On Jun 11, 2005, at 1:51 PM, Swan wrote:
> I didn't wait for your modified copy to fix the env path problem, and
> I directly modified the source and add the -env option when running
> globus-job-run. I believe the env path problem previous mentioned has
> been fixed.
Ok. That's a good workaround for you. Unfortunately, it's not good
for the general case because you can't assume that the path is the same
on the remote node as it is on the same node.
> However, another problem did arise. The follow debug message should
> tell my situation.
>
> [vasptest_at_orlon31 test2]$ cat hosts
> orlon31 prefix=/usr/local/lam-7.1.1-org
> orlon28 prefix=/usr/local/lam-7.1.1
> [vasptest_at_orlon31 test2]$ /usr/local/lam-7.1.1-fai/bin/lamboot -v -d
> -ssi boot globus hosts
> n-1<30205> ssi:boot:open: opening
> [snipped]
> n-1<30205> ssi:boot:globus: starting on n0 (orlon31):
> /usr/local/gt321/bin/globus-job-run -env PATH=`/bin/echo $PATH`
> /usr/local/lam-7.1.1-org/bin/hboot -t -c
> /usr/local/lam-7.1.1-org/etc/lam-conf.lamd -s -d -v -I "-H
> 137.189.27.88 -P 47576 -n 0 -o 0" -prefix /usr/local/lam-7.1.1-org
> n-1<30205> ssi:boot:globus: launching on n0 (orlon31)
> ************ argv[0]: n-1<30205> ssi:boot:globus: attempting to
> execute "/usr/local/gt321/bin/globus-job-run orlon31 -env
> PATH=`/bin/echo $PATH` /usr/local/lam-7.1.1-org/bin/hboot -t -c
> /usr/local/lam-7.1.1-org/etc/lam-conf.lamd -s -d -v -I "-H
> 137.189.27.88 -P 47576 -n 0 -o 0" -prefix /usr/local/lam-7.1.1-org"
> n-1<30205> ssi:boot:globus: successfully launched on n0 (orlon31)

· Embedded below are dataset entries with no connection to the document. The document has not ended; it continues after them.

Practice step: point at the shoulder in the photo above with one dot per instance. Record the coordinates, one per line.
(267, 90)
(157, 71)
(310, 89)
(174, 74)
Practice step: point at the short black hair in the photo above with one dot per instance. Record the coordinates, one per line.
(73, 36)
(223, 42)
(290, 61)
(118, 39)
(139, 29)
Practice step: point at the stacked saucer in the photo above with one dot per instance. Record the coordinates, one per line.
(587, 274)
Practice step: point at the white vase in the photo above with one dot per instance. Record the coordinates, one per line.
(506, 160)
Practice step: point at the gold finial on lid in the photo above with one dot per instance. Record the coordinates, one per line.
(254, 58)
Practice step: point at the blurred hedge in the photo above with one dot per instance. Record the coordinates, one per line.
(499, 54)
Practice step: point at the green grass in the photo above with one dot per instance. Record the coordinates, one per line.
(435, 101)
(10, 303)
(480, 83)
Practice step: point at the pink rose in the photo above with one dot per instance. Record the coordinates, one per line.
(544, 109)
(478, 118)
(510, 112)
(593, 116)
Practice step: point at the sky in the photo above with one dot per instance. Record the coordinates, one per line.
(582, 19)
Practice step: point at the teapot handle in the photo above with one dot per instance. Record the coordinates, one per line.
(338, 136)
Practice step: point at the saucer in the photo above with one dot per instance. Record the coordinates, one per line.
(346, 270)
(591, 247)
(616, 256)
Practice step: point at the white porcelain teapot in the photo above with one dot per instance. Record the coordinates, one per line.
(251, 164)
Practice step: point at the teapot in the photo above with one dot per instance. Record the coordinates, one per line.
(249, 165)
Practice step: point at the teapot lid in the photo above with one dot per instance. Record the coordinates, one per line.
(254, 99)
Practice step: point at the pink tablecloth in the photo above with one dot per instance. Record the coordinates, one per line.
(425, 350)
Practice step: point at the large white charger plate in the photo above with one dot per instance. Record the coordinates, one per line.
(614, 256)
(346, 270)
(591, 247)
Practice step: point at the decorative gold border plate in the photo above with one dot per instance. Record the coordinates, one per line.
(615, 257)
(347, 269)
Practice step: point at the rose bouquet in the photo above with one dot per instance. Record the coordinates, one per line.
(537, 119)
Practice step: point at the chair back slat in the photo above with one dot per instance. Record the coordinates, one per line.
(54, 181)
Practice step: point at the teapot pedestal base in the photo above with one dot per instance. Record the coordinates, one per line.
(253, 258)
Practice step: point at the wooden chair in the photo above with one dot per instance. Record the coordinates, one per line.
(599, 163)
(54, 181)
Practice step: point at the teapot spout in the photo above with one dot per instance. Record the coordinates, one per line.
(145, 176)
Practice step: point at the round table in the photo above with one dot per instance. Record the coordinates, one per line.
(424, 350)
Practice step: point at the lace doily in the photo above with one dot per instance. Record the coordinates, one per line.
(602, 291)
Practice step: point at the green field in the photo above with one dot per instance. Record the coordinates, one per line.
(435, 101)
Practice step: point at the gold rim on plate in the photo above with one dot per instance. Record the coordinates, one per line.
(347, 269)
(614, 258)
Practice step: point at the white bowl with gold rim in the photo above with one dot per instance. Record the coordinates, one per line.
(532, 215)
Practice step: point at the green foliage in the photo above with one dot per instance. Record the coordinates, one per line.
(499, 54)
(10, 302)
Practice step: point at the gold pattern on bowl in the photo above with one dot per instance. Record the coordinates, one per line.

> n-1<30205> ssi:boot:base:server: expecting connection from finite list
> -----------------------------------------------------------------------
> ------
> The lamboot agent timed out while waiting for the newly-booted process
> to call back and indicated that it had successfully booted.
So what is happening here is exactly what is described -- lamboot
successfully launched its agent on the remote node (i.e., the hboot
command was launched via globus-job-run on orlon31). hboot is supposed
to open a socket back to lamboot -- but that never happened -- lamboot
gave up after a timeout expired and it had not yet received a socket
connection from hboot.
Lamboot was waiting on the IP address/socket port listed on the hboot
command line: 137.189.27.88 port 47576. If hboot was unable to open a
connection to that port, this could be a cause of failure. Do you have
firewalls between these machines?
--
{+} Jeff Squyres
{+} jsquyres_at_[hidden]
{+} http://www.lam-mpi.org/
|